Les partie-prenantes sont une théorie très intéressante qui amène à repenser complètement le mode relationnel des entreprises. Ces stakeholders sont tout « groupe ou individu qui peut affecter ou être affecté par la réalisation des buts d’une organisation. Au sens large le terme comprend les fournisseurs, les clients, les actionnaires, les employés, les communautés, les groupes politiques, les autorités politiques (nationales et territoriales), les médias, etc.  . »

Les partie-prenantes interagissent les unes avec les autres. Ainsi l’entreprise se doit de vivre en harmonie non pas uniquement avec ses clients et actionnaires mais son environnement. Nous pensons que l’intégration du développement durable est due aux grandes crises médiatiques des années 80 où de nombreuses grandes entreprises ont été critiquées par des organisations de la société civile comme des ONG. Ces campagnes de dénonciation ont engendré des crises de réputation ayant des impacts très concrets sur les activités des sociétés mises en cause. Le développement durable en entreprise a d’abord été un outil de gestion du risque de réputation. C’est toujours à notre sens le cas bien que le travail d’influence a eu des résultats concrets puisque maintenant ce qui paraissait artificiel est devenu naturel, plus une grande entreprise ne va envisager de faire des affaires sans aborder la question DD.

2.    Il y a quelques mois, nous entendions sans cesse les termes de “journalisme citoyen” ou encore des nouveaux groupes d’influence comme les “créatifs culturels”. Vision moderne ou effet de mode ?

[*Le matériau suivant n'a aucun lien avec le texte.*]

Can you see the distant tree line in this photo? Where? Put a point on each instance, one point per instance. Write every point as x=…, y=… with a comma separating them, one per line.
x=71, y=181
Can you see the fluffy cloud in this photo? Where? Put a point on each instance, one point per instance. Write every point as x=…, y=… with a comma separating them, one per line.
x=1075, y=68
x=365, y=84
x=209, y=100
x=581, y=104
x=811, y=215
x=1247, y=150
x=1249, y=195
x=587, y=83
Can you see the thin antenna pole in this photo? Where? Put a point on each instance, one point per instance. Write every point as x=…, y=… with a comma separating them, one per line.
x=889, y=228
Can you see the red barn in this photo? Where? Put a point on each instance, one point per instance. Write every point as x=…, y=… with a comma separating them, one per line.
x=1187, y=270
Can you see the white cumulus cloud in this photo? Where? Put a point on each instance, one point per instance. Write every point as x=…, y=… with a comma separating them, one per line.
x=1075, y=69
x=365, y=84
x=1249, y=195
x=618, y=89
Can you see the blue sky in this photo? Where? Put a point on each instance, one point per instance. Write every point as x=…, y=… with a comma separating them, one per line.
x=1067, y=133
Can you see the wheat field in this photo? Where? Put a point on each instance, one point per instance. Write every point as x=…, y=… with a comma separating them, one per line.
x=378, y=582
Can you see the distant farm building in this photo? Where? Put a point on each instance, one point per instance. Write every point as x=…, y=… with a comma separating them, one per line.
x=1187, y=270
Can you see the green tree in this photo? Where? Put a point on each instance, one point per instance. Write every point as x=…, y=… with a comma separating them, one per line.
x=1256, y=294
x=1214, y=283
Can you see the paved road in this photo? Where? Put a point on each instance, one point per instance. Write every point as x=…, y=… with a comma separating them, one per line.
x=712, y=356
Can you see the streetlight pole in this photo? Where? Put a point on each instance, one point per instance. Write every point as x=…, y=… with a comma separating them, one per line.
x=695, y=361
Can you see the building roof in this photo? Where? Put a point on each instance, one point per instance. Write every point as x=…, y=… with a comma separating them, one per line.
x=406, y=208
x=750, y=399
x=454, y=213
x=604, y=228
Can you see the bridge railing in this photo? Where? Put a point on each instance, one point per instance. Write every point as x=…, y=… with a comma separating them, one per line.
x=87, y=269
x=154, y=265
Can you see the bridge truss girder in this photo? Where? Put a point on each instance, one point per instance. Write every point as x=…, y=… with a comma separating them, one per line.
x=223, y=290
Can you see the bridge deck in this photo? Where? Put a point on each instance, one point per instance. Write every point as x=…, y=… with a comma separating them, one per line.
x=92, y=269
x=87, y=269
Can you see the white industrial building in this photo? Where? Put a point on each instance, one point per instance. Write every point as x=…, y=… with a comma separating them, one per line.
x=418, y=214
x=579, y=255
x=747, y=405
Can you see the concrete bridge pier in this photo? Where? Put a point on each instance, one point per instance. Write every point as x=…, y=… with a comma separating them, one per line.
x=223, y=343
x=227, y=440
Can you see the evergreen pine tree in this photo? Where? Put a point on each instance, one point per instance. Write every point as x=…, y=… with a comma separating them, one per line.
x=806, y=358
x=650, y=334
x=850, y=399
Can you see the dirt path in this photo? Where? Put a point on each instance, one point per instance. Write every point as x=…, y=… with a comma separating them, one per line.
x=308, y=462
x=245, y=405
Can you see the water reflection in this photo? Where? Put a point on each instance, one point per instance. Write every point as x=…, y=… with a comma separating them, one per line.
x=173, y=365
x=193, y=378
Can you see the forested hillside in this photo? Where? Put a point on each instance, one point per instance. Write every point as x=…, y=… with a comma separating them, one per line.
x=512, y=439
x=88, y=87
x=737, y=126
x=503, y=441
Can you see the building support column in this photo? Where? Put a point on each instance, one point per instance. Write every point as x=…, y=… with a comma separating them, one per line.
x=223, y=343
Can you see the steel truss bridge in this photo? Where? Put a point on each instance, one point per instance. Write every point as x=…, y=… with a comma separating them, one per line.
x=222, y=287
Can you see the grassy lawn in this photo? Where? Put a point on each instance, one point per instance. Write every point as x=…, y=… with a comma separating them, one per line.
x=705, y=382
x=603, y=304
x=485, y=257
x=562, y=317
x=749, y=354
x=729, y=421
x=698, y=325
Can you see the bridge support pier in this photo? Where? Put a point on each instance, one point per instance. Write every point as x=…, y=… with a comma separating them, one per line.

Le web 2.0 n’est pas un effet de mode, c’est une réalité. Pour une organisation si hier il lui suffisait d’avoir un bon service de presse et d’avoir de bonnes relations avec une 20e de journalistes pour maitriser sa communication aujourd’hui ce n’est plus le cas. Elle ne maitrise plus rien en termes de diffusion d’information. Cela devient très compliqué de gérer la communication d’une organisation. Regardez le président de la république qui a été déstabilisé par des vidéos diffusée sur Youtube alors que son service de presse est très efficace. Pour les entreprises, la réponse à ce nouvel environnement médiatique très complexe est de donner l’impression que l’on est une organisation responsable et transparente. En cas de dérapage incontrôlé, il suffit de faire amende honorable et de s’engager à changer les choses. Les recettes sont simples sur le papier mais difficile a mettre en oeuvre. C’est d’autant plus difficile que les exigences des partie-prenantes ont évolué. Hier c’était un client qui se plaignait d’un produit, aujourd’hui n’importe qui peut critiquer le rôle dans la cité de l’entreprise, autrement dit elle devient un objet politique. On ne lui demande plus de faire du business dans le cadre de la loi mais aussi dans le cadre de la morale.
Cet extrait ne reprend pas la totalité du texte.